André Perecmanis lembrou que duas crianças ficaram sem os pais. “Famílias foram destroçadas. O Exército não pode passar essa mensagem, as Força Armadas ensinam a proteger”, sustentou o assistente da acusação.
 
Homicídio Culposo
O advogado dos réus, Paulo Henrique Pinto Mello, pediu que eles fossem punidos por homicídio culposo porque não tiveram a intenção de matar e que só agiram em legítima defesa. Ele sustentou ainda que o estado está em guerra, principalmente no combate ao tráfico de drogas. Ele disse acreditar que as marcas de tiros também poderiam ter sido adulteradas porque o carro foi apreendido em oficina.
 
“Ele morreu com um tiro e não se pode morrer mais vezes”, discursou Mello.
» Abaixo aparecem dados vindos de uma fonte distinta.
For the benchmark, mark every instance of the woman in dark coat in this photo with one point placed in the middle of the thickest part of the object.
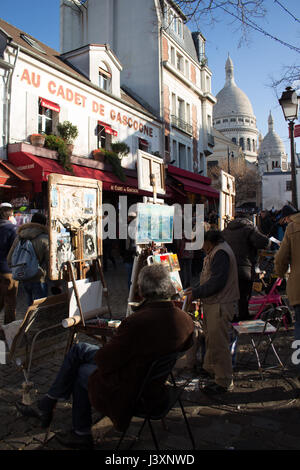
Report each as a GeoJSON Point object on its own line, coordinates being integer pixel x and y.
{"type": "Point", "coordinates": [245, 240]}
{"type": "Point", "coordinates": [109, 378]}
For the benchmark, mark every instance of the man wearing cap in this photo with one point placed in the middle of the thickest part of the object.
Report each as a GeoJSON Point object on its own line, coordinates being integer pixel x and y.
{"type": "Point", "coordinates": [289, 255]}
{"type": "Point", "coordinates": [8, 286]}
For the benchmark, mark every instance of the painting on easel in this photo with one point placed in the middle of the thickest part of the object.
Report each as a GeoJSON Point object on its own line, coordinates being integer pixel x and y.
{"type": "Point", "coordinates": [75, 221]}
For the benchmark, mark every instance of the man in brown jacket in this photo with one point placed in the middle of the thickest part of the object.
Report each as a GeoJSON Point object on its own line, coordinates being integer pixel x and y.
{"type": "Point", "coordinates": [219, 292]}
{"type": "Point", "coordinates": [289, 255]}
{"type": "Point", "coordinates": [109, 378]}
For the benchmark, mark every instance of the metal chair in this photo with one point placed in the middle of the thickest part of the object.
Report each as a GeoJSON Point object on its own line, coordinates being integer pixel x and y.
{"type": "Point", "coordinates": [159, 369]}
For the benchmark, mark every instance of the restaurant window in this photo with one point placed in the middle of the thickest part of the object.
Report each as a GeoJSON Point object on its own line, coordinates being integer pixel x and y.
{"type": "Point", "coordinates": [103, 137]}
{"type": "Point", "coordinates": [48, 116]}
{"type": "Point", "coordinates": [104, 78]}
{"type": "Point", "coordinates": [143, 145]}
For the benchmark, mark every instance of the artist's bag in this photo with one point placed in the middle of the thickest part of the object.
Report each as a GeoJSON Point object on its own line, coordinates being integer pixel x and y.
{"type": "Point", "coordinates": [24, 262]}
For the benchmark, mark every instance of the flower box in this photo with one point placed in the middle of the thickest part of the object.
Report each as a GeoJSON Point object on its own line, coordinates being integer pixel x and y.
{"type": "Point", "coordinates": [38, 140]}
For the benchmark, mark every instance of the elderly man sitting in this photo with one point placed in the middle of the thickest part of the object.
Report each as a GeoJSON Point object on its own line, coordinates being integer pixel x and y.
{"type": "Point", "coordinates": [108, 378]}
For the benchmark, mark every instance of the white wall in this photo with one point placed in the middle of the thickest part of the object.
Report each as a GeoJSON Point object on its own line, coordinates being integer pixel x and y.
{"type": "Point", "coordinates": [274, 192]}
{"type": "Point", "coordinates": [80, 104]}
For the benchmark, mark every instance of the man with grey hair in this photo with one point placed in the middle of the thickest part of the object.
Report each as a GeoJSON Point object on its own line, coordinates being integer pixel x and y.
{"type": "Point", "coordinates": [109, 378]}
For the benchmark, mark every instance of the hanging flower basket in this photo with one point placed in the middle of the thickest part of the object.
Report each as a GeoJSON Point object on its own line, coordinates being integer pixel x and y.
{"type": "Point", "coordinates": [38, 140]}
{"type": "Point", "coordinates": [99, 155]}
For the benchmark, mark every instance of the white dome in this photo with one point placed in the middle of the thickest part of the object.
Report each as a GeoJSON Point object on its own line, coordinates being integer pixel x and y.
{"type": "Point", "coordinates": [271, 143]}
{"type": "Point", "coordinates": [231, 100]}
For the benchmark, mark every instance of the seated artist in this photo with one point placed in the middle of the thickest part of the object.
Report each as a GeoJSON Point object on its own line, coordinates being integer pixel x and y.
{"type": "Point", "coordinates": [109, 377]}
{"type": "Point", "coordinates": [219, 292]}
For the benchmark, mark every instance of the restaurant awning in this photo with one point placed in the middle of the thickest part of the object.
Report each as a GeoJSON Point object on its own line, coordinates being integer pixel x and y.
{"type": "Point", "coordinates": [192, 182]}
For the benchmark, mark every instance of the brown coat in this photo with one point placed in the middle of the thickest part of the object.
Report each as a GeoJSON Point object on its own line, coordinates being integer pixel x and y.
{"type": "Point", "coordinates": [156, 329]}
{"type": "Point", "coordinates": [289, 254]}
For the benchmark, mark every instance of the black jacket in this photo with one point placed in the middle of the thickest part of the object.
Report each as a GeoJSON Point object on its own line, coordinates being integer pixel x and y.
{"type": "Point", "coordinates": [245, 240]}
{"type": "Point", "coordinates": [8, 233]}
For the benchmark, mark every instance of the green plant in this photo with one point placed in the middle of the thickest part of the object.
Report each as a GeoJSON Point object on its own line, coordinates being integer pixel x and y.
{"type": "Point", "coordinates": [115, 161]}
{"type": "Point", "coordinates": [54, 142]}
{"type": "Point", "coordinates": [67, 131]}
{"type": "Point", "coordinates": [120, 148]}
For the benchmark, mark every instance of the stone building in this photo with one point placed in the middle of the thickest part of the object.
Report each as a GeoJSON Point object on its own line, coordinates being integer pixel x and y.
{"type": "Point", "coordinates": [164, 67]}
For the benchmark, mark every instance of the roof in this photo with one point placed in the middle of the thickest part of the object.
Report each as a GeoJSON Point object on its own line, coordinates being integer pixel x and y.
{"type": "Point", "coordinates": [53, 58]}
{"type": "Point", "coordinates": [231, 100]}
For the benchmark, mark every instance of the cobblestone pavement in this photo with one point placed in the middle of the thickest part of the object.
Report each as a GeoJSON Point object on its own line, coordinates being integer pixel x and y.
{"type": "Point", "coordinates": [261, 413]}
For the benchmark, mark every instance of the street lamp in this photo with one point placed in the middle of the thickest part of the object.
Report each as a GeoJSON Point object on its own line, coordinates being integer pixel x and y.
{"type": "Point", "coordinates": [289, 105]}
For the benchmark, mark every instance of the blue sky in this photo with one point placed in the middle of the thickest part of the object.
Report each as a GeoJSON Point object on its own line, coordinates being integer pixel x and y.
{"type": "Point", "coordinates": [254, 62]}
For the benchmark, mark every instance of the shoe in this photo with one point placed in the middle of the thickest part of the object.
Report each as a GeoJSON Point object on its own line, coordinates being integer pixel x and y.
{"type": "Point", "coordinates": [204, 374]}
{"type": "Point", "coordinates": [75, 441]}
{"type": "Point", "coordinates": [214, 389]}
{"type": "Point", "coordinates": [39, 411]}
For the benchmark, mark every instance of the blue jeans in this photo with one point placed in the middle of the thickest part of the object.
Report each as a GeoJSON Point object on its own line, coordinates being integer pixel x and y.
{"type": "Point", "coordinates": [35, 290]}
{"type": "Point", "coordinates": [72, 379]}
{"type": "Point", "coordinates": [297, 322]}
O advogado lembrou que o Exército foi acionado para a Garantia da Lei e da Ordem, nos Jogos Olímpicos de 2016, assim como houve a intervenção nos comandos das polícias Civil e Militar em 2018. Mello mostrou ainda vídeos de traficantes afrontado militares e mortes de outros.
 
“Não estamos em uma guerra civil? Nós temos que sair do palco da escola e vir para a vida real. Não há registro de ocorrência que desabone a conduta dos militares, nem reclamação ou denúncia. Militares honrados de ficha limpa. Condenar os militares é condenar a própria força”, defendeu, alegando que houve confronto.
 
Mello argumentou que as mortes de Evaldo e Luciano ocorreram ainda em razão da operação Muquiço, comunidade ocupada entre os meses de fevereiro e junho de 2019. Isso porque traficantes invadiram os apartamentos onde vivem famílias de militares chamados de Próprios Nacionais Residenciais (PNR). Os réus atuaram nesta ação próxima ao local onde o músico e o catador foram mortos.
 
“O tráfico quer invadir o próprio Exército. O tráfico venceu até aqui”, enfatizou Mello, mostrando mortes de militares e ações do tráfico contra o Exército. Além de depoimentos de policiais militares sobre traficantes utilizarem o prédio chamado de Minhocão também próximo do crime para promover disparos contra as forças de seguranças.
 
O caso
O músico Evaldo seguia de carro a um chá de bebê com a família, no momento em que os militares atingiram o veículo com 62 disparos, no dia 7 de abril de 2019, na Vila Militar, em Guadalupe, zona oeste. O artista morreu na hora.
 
Já o catador de recicláveis Luciano Macedo foi morto ao tentar ajudar o artista. Ele morreu no hospital no dia 18 de abril daquele ano. Os 12 militares realizaram duas ações no dia, totalizando 257 disparos de fuzis e pistolas.